So now I can think of “go function call” cost as “a little more expensive than a L1 cache reference” in the above table. What happens if we add a Cgo call?

Below is a trivial c function to add 2 integers and a go function to call it. Note that although we might expect gcc to inline trivial_add, we don’t expect Go’s compiler to. I did play with some even simpler C functions but they didn’t really perform better.

bench.go

int trivial_add(int a, int b) {
  return a+b;
}

// wow this is easy
// import "C"
func CgoCall() {
        C.trivial_add(1,2)
}

bench_test.go

func BenchmarkCgoCall(b *testing.B) {
        pbench(b, CgoCall)
}

We run benchmarks in the usual way.
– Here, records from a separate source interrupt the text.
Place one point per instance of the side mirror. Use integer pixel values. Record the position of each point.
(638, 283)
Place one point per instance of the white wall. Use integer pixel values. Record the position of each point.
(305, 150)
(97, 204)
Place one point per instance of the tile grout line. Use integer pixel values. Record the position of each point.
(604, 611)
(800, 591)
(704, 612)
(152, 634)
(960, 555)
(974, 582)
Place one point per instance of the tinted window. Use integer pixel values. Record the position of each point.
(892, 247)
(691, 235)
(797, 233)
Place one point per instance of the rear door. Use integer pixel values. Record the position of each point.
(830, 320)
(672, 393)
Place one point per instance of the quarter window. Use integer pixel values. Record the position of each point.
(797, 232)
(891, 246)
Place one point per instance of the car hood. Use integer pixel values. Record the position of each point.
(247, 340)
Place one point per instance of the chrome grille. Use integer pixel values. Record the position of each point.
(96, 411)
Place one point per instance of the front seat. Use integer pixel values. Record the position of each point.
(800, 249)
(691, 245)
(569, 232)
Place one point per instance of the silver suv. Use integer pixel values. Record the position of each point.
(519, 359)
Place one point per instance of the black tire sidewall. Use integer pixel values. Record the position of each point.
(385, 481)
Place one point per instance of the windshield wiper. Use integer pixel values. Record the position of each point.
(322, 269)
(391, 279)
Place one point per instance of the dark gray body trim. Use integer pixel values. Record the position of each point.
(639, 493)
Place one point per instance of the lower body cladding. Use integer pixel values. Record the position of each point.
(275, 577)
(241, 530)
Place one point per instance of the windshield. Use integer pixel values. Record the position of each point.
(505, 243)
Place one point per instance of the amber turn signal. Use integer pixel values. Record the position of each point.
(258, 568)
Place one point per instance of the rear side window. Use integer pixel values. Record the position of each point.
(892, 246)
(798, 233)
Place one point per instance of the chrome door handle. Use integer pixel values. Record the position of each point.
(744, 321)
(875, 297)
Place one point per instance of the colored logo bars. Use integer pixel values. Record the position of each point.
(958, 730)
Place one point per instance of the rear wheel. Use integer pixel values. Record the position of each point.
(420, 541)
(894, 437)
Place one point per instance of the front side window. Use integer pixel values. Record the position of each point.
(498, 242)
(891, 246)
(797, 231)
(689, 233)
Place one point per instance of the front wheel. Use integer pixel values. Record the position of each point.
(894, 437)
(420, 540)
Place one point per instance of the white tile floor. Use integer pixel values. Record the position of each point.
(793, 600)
Single threaded Cgo overhead is about 40ns. Performance seems to scale linearly with the number of cores up to 16ish so if I had a Cgo-bound workload I might not bother putting it on a machine with 32 core, but real workloads usually involve more than just calling a cgo func. We can see:

Cgo has 40ns overhead. That sits somewhere between “mutex lock” and “main memory reference”.
40ns/op is 25 million ops/s. That’s pretty good for most projects I’ve worked on. At 4ns/op and 16 cores we’re getting 250 million ops/s.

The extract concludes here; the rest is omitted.